Fragmentos de “El Castillo de Alsélzion”
Esta hermosa tierra, este esplendoroso cielo que la rodea, las exquisitas cosas ofrecidas por la amante Naturaleza, son elementos dados al ser humano no sólo para satisfacer sus necesidades materiales sino para la evolución de su progreso espiritual. De la luz del Sol puede sacar nueva vida para su sangre; del aire, nuevos suplementos de vida; de los mismos árboles, yerbas y flores, medios para renovar su fuerza, y nada ha sido creado sino con la intención de contribuir a su propio placer y bienestar, porque si la base o fundamento del Universo es el Amor, como lo es en realidad, es natural que el Amor desee ver a sus criaturas felices. La miseria no tiene lugar en el plan divino de la creación. La miseria es únicamente el resultado de la propia oposición del ser humano a las leyes naturales.
En la Naturaleza todas las cosas trabajan en calma y constancia, y resuelta y directamente hacia el bien. La Naturaleza obedece en silencio las órdenes de Dios. El ser humano, por el contrario, interroga, argumenta, niega, se revela, de donde resulta, que derrocha sus fuerzas, y falla en sus más elevados anhelos. No hay un momento en que el ser humano, consciente o subconscientemente, no desee algo y la suma de fuerzas que emplea en desear cosas perfectamente efimeras e insignificantes, podría casi levantar un planeta.

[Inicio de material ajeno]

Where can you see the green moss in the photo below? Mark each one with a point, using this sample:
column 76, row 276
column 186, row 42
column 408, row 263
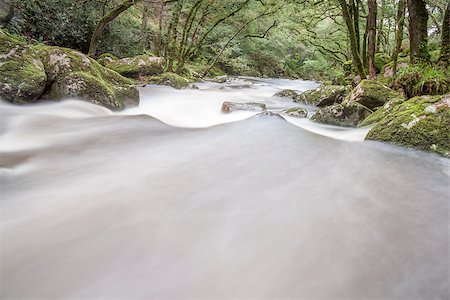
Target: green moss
column 171, row 79
column 372, row 94
column 138, row 66
column 422, row 79
column 421, row 122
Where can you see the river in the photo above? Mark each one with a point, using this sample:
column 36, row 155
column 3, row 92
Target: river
column 174, row 199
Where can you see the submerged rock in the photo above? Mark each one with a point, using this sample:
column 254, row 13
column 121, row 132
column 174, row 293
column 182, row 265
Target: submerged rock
column 170, row 79
column 135, row 67
column 287, row 94
column 348, row 115
column 228, row 107
column 372, row 94
column 298, row 112
column 422, row 122
column 324, row 95
column 32, row 72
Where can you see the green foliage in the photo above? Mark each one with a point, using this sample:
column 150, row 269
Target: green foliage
column 422, row 79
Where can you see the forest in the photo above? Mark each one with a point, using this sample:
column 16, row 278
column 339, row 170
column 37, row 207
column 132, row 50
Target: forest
column 224, row 149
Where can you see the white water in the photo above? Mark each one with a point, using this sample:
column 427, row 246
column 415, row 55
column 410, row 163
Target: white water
column 102, row 205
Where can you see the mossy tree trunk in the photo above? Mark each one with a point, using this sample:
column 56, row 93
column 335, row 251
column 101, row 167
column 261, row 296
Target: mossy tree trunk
column 418, row 30
column 372, row 30
column 352, row 37
column 114, row 13
column 445, row 49
column 398, row 34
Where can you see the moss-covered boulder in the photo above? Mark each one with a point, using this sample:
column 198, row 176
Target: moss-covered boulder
column 348, row 115
column 421, row 122
column 298, row 112
column 324, row 95
column 372, row 94
column 137, row 67
column 170, row 79
column 32, row 72
column 106, row 58
column 291, row 94
column 22, row 73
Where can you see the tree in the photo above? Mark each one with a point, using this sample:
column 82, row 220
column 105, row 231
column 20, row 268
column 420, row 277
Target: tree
column 372, row 28
column 398, row 34
column 418, row 30
column 445, row 49
column 352, row 36
column 111, row 15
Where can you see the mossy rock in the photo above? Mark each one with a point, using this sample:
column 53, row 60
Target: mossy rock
column 348, row 115
column 324, row 95
column 372, row 94
column 170, row 79
column 106, row 58
column 381, row 59
column 22, row 74
column 422, row 122
column 32, row 72
column 138, row 66
column 291, row 94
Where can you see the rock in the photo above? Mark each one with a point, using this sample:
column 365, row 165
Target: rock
column 106, row 58
column 372, row 94
column 297, row 112
column 137, row 66
column 324, row 95
column 287, row 94
column 228, row 107
column 22, row 73
column 170, row 79
column 32, row 72
column 422, row 122
column 342, row 115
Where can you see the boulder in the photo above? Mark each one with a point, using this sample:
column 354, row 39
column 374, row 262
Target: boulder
column 137, row 66
column 287, row 94
column 33, row 72
column 422, row 122
column 324, row 95
column 348, row 115
column 298, row 112
column 170, row 79
column 228, row 107
column 22, row 73
column 372, row 94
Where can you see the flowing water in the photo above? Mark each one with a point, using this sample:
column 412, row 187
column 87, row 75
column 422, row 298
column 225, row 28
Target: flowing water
column 174, row 199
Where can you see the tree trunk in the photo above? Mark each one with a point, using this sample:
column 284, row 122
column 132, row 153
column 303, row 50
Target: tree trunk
column 372, row 29
column 114, row 13
column 398, row 34
column 418, row 31
column 445, row 49
column 352, row 36
column 144, row 34
column 381, row 25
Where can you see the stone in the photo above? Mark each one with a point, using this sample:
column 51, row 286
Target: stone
column 228, row 107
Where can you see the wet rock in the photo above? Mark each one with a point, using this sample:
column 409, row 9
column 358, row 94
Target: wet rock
column 422, row 122
column 287, row 94
column 324, row 95
column 297, row 112
column 170, row 79
column 372, row 94
column 22, row 73
column 228, row 107
column 136, row 67
column 348, row 115
column 29, row 73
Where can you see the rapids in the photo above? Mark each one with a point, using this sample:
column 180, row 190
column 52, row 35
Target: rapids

El hombre puede llegar a ser lo que quiera ser: un dios o meramente una masa de unidades embrionarias que vuela de una a otra faz de la vida eterna en estúpida indiferencia, compeliéndose a sí mismo a que transcurran siglos antes de seguir por algún decisivo sendero de separada acción individual. La mayor parte de los seres humanos prefiere ser nada en ese sentido; sin embargo, todos estamos sometidos a las consecuencias de nuestra eterna responsabilidad.

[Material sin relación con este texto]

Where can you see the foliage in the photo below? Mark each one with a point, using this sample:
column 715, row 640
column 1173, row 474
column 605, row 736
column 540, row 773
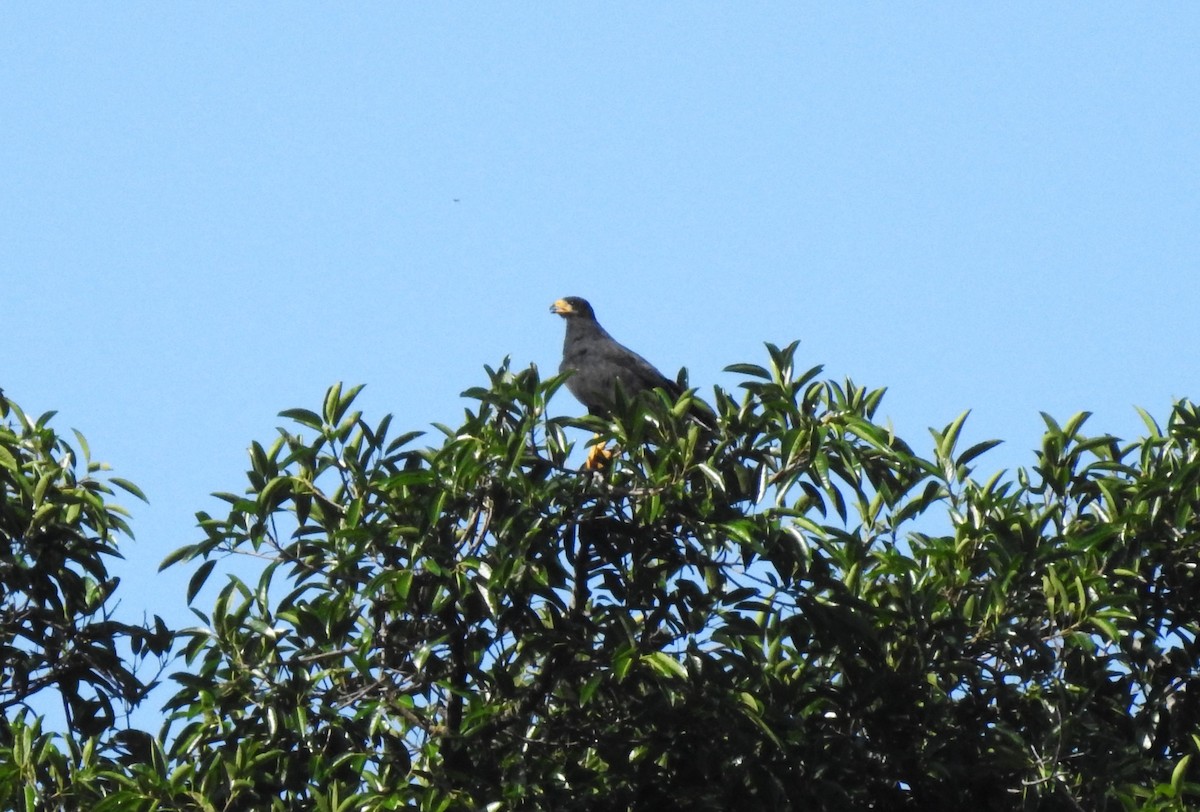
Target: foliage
column 793, row 609
column 59, row 642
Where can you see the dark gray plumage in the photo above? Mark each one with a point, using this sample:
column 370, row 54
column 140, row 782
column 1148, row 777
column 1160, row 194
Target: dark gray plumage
column 598, row 361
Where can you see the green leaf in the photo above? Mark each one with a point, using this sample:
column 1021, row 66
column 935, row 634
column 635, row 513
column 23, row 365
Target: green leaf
column 197, row 581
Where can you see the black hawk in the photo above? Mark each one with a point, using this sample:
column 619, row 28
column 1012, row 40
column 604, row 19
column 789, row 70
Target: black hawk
column 598, row 364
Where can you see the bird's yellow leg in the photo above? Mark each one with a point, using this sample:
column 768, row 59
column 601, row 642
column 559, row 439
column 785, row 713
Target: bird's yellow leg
column 598, row 456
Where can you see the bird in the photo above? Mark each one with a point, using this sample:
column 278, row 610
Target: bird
column 598, row 364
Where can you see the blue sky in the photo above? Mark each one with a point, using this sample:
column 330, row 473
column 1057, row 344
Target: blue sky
column 210, row 214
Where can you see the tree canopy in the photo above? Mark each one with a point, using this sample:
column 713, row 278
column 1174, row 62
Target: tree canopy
column 790, row 609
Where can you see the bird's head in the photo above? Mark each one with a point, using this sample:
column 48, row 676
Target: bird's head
column 574, row 307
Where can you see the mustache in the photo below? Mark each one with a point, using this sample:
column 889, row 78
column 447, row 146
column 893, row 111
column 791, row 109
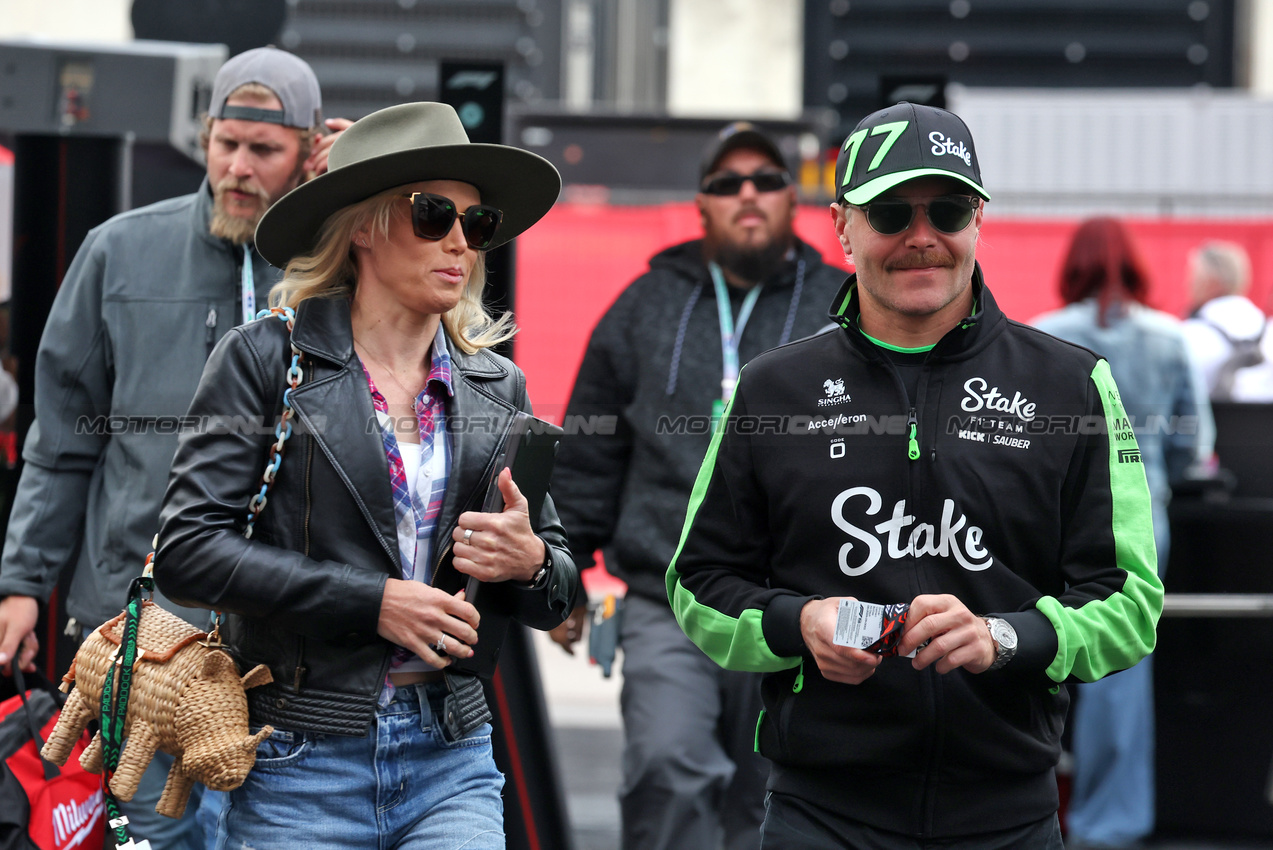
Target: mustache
column 923, row 260
column 233, row 183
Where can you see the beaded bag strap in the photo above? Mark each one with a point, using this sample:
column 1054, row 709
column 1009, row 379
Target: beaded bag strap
column 281, row 431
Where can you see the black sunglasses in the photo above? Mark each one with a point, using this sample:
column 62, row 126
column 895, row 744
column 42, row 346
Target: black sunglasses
column 433, row 216
column 949, row 214
column 731, row 183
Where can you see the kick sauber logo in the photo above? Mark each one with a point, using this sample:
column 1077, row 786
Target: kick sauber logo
column 835, row 395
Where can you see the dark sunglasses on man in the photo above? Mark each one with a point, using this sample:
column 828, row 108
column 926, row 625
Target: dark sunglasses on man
column 947, row 214
column 433, row 216
column 731, row 183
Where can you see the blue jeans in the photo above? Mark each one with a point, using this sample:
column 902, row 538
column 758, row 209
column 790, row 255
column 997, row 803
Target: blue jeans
column 402, row 785
column 1113, row 798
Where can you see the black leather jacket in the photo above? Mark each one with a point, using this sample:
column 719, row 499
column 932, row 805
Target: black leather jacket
column 303, row 594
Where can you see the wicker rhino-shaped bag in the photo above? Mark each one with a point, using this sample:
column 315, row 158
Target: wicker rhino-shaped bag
column 181, row 695
column 186, row 699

Los millones. de millones de átomos que componen los elementos eternos del Espíritu y de la materia son duales, es decir, de dos clases: los que mantienen su estado de equilibrio, y los que ejercen una acción desintegrante a fin de construir nuevamente. Esto que ocurre en el Universo ocurre también en la composición del ser humano y nuestras almas están colocadas en guardia, por decirlo así, entre ellas. Un ejército de átomos se encuentra pronto para mantener el equilibrio de la salud y de la vida; no obstante, si por negligencia y falta de vigilancia del centinela llamado alma, permite a una parte de ellos convertirse en inútiles y estériles, el otro ejército, cuya misión es destruir todo lo que es falso e inútil (con el propósito de renovarlo para darle una mejor forma), principia a trabajar y ese proceso desintegrante, es nuestra concepción de decadencia y muerte. Sin embargo, naturalmente, semejante proceso no puede aún principiar sin nuestro consentimiento y complicidad.

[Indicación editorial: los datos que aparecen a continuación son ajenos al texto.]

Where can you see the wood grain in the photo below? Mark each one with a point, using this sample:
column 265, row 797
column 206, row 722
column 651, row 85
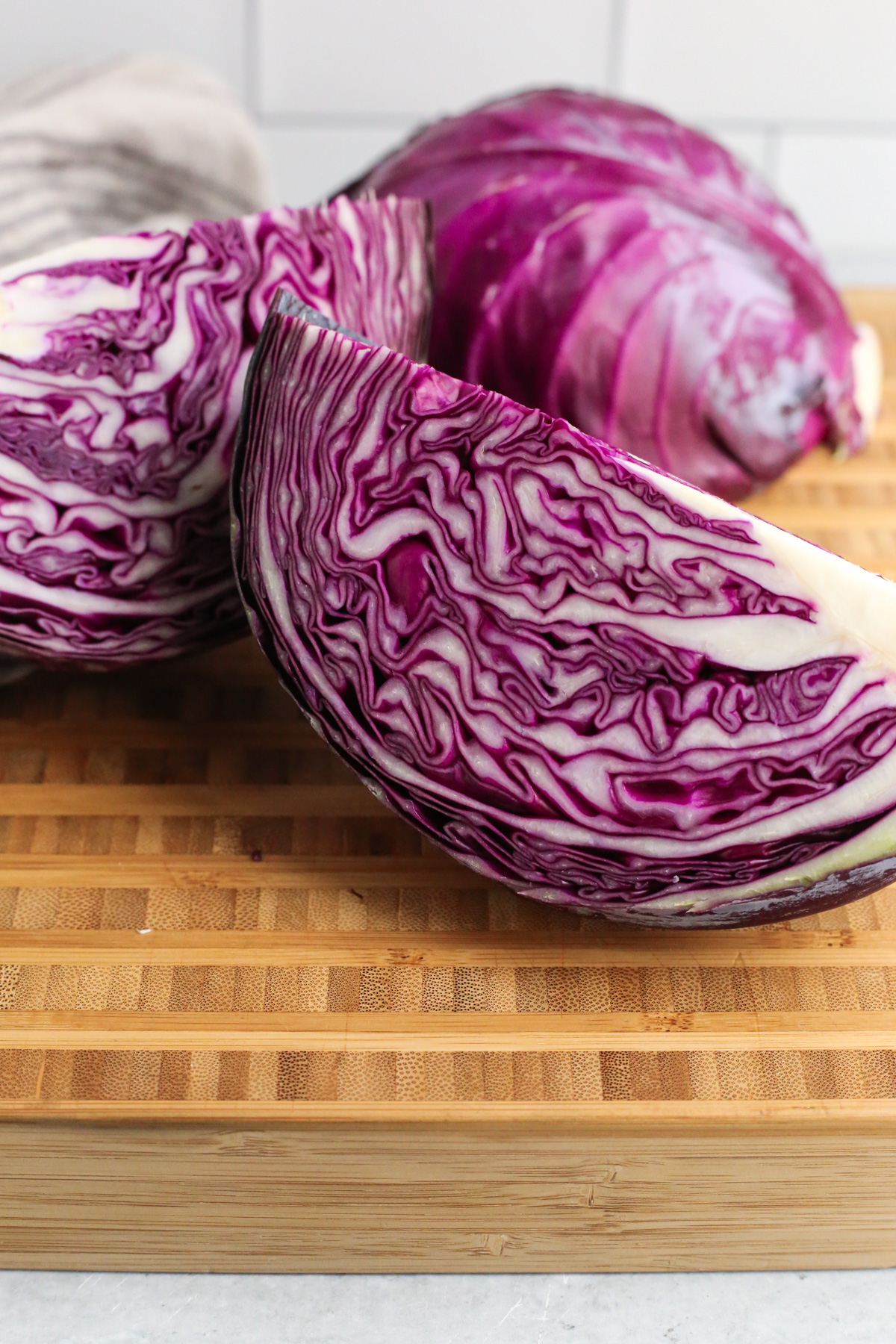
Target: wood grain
column 448, row 1033
column 600, row 947
column 250, row 1019
column 233, row 871
column 445, row 1196
column 187, row 800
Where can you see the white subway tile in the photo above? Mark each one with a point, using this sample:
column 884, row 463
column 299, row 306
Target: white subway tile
column 748, row 146
column 418, row 58
column 42, row 33
column 312, row 163
column 844, row 188
column 766, row 60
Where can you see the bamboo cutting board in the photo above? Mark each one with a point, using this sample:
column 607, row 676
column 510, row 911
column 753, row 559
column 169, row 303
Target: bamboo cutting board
column 250, row 1021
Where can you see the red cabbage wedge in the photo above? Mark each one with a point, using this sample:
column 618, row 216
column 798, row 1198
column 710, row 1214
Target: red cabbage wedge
column 609, row 265
column 122, row 362
column 575, row 673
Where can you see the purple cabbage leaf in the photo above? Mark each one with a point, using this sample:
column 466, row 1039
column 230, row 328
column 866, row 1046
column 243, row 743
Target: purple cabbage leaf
column 626, row 273
column 122, row 362
column 579, row 676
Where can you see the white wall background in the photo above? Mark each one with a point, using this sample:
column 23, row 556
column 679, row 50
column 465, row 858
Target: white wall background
column 806, row 89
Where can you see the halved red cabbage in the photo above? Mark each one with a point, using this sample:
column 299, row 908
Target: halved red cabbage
column 575, row 673
column 609, row 265
column 121, row 374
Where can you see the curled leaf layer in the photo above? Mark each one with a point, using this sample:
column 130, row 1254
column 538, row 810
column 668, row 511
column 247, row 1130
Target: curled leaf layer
column 579, row 676
column 602, row 262
column 121, row 373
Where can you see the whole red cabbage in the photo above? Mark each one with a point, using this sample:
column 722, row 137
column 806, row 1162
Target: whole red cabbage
column 121, row 374
column 578, row 675
column 612, row 267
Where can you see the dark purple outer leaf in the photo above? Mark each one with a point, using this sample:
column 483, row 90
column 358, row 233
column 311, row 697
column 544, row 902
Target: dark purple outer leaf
column 612, row 267
column 121, row 373
column 578, row 676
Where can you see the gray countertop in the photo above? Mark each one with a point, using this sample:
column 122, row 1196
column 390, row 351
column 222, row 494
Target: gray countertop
column 791, row 1308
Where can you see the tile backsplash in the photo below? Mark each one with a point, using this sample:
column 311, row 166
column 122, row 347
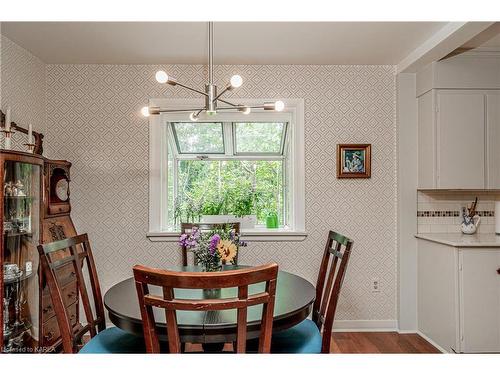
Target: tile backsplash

Así como el directivo Espíritu de Dios gobierna la infinidad de átomos que forman los mundos siderales, así también el Espíritu del hombre puede gobernar los átomos de que él se compone, guiando su acción y renovándolos a voluntad, formando con ellos verdaderos soles y sistemas de pensamiento y poder creador, sin desperdiciar una partícula de sus eternas fuerzas vitales. Está en nuestro propio poder renovar nuestra propia juventud, nuestra propia vitalidad; sin embargo, vemos al ser humano descender por su propia culpa hacia la debilidad y la decrepitud, entregándose, por decirlo así, para ser devorado por las influencias desintegrantes que pudo fácilmente repeler.
Si el ser humano gobierna los átomos constructores y revivificadores que hay en él, ellos obedecerán sus órdenes y con fuerza creciente controlarán y subyugarán gradualmente a los átomos desintegrantes. Nada hay más sencillo que esta ley, que basta para poner en práctica para conservar la vida y la juventud. Toda ella está contenida en un esfuerzo de la voluntad a que obedece todo en la Naturaleza. El poder de la voluntad es parte de la creadora influencia de Dios. A la pregunta si es posible hacer siempre ese esfuerzo de voluntad la respuesta es afirmativa. El secreto está en resolverse a adoptar una actitud firme y mantenerla con igual firmeza.